Context Efficiency: Using Code Execution within MCP to Reduce Token Bloat

Introduction: The Problem of Token Bloat

In the architecture of AI agent systems, two fundamental constraints govern all design decisions: the context window limit of the Large Language Model and the financial cost of every token processed. A naive approach to providing an agent with information—for instance, asking it to analyze a 100-page financial report—is to attempt to "stuff" the entire document into the model's context.

This strategy fails spectacularly. It results in "token bloat," a condition with three crippling consequences: 1. Exorbitant Costs: LLM API calls are priced per token. Sending a 100,000-token document to a model is orders of magnitude more expensive than sending a 2,000-token summary. 2. Impossible Context Limits: In many cases, the raw data simply will not fit. A 1-million-token document cannot be processed by a model with a 128k-token context window. 3. High Latency: The more tokens an LLM has to process, the longer it takes to generate a response, leading to a poor user experience.

The core engineering problem is this: how do we provide an agent with the necessary context to perform a task without sending massive, unprocessed, and expensive raw data payloads?

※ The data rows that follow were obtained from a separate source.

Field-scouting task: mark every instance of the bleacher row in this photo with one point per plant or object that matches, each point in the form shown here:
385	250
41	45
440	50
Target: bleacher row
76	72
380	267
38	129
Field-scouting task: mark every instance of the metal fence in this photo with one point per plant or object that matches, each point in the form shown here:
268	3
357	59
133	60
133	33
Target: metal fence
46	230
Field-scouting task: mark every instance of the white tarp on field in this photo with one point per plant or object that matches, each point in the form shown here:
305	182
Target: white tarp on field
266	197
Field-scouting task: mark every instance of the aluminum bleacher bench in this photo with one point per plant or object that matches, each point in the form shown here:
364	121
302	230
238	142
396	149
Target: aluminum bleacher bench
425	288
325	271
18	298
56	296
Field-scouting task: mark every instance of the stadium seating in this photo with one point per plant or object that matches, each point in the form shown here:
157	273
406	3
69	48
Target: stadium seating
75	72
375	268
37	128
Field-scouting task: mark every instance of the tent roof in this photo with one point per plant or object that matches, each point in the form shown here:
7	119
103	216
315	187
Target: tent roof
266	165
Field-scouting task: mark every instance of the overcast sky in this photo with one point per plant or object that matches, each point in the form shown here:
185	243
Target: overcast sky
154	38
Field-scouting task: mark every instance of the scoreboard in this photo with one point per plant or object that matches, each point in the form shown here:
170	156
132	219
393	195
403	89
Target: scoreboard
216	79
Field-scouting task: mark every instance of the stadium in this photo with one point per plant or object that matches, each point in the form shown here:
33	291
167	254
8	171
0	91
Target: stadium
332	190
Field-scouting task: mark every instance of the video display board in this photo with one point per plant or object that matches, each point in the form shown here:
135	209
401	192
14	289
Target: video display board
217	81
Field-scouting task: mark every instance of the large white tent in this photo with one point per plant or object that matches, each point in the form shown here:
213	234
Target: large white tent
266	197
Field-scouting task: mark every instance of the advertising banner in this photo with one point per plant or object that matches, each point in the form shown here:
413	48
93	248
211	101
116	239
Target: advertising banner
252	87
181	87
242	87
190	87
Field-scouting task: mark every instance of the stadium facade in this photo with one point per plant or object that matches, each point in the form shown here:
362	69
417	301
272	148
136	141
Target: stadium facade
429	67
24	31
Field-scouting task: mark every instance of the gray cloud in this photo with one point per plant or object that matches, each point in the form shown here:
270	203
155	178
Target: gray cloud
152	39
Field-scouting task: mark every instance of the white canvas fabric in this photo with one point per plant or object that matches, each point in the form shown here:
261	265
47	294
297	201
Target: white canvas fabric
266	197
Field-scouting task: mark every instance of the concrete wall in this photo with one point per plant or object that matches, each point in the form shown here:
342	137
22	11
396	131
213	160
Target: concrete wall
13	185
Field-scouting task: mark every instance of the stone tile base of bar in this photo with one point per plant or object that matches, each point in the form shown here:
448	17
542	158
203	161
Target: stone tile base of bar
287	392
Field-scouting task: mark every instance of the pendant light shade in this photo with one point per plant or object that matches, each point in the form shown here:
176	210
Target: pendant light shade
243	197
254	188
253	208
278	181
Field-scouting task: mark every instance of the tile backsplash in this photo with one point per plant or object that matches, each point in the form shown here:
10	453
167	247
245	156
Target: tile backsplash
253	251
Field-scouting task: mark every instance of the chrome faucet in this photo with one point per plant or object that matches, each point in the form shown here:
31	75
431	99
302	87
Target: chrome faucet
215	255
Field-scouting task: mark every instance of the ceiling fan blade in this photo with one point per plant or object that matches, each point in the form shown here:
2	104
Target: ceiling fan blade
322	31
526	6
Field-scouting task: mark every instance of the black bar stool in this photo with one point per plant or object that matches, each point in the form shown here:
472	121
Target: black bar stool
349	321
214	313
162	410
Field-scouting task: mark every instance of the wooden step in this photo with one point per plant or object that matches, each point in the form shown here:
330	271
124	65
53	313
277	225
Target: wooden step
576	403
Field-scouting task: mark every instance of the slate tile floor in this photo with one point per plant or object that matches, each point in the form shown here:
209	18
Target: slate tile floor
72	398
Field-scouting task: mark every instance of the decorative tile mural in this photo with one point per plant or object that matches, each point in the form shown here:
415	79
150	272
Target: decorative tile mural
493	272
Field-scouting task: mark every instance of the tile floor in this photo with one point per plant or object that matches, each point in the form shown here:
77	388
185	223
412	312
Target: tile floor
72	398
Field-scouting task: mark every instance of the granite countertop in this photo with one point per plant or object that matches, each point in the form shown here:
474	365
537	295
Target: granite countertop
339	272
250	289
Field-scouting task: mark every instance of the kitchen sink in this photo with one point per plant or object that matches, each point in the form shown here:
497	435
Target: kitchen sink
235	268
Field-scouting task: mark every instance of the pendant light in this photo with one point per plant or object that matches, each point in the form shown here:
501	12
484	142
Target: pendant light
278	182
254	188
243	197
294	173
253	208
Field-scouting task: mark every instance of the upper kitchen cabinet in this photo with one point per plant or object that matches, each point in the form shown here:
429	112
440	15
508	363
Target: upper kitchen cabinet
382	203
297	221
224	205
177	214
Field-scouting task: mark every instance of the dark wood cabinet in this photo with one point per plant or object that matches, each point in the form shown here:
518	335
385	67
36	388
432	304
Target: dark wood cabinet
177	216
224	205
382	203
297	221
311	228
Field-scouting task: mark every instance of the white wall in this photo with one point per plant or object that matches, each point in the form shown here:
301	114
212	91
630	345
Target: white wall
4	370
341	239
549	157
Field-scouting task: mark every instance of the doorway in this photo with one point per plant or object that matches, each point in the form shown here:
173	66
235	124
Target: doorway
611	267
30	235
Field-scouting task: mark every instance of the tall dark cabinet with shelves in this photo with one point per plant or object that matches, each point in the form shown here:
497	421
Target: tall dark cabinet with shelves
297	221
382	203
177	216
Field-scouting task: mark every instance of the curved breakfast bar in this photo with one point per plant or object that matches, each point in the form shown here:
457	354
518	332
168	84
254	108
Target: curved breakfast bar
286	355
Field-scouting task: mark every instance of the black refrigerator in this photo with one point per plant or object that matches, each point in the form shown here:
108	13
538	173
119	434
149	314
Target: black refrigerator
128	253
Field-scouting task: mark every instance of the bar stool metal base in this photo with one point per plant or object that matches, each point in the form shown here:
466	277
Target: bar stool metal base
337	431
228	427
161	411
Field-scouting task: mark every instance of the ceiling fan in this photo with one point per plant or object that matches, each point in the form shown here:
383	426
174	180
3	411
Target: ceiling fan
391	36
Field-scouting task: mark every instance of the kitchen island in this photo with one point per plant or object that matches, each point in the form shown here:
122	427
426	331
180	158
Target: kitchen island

The Engineering Solution: Server-Side Context Compression via MCP

The Model Context Protocol (MCP) provides an elegant solution by enabling server-side code execution. Instead of being a passive data adapter, the MCP Server becomes an active, intelligent pre-processor that can compute, transform, and compress data before it ever reaches the AI agent.

The workflow is inverted. Rather than the agent pulling large amounts of data to process itself, it delegates the processing to the tool's MCP Server.

High-Level Request: The AI agent makes a simple, high-level call, such as invoke('document_analyzer.get_key_insights', {doc_id: 'Q3-Report.pdf'}).
Server-Side Execution: The MCP Server receives this request. It uses the doc_id to fetch the 100-page PDF from a data store. It then executes its own internal code to perform a complex data transformation—for example, a map-reduce summarization. It splits the document into chunks, uses a smaller model to summarize each chunk, and then performs a final summarization of the summaries.
Compressed Context Response: This process might reduce a 100,000-token document into a dense, 2,000-token summary of its key findings.
Efficient LLM Call: The MCP Server returns only this small, token-efficient summary to the AI agent. The agent can now use this highly relevant context to perform its final reasoning task at a fraction of the cost and time.

+-------+ 1. invoke('summarize', {doc}) +-----------------+ | Agent |------------------------------>| MCP Server | +-------+ | [Code Execution]| ^ | 1. Fetch 100k tokens| | | 2. Summarize | | 2. return {summary: 2k tokens} | 3. Compress | `----------------------------------| | +-----------------+

Implementation Details

This powerful pattern is implemented within the tool's MCP Server, keeping the agent's logic clean and simple.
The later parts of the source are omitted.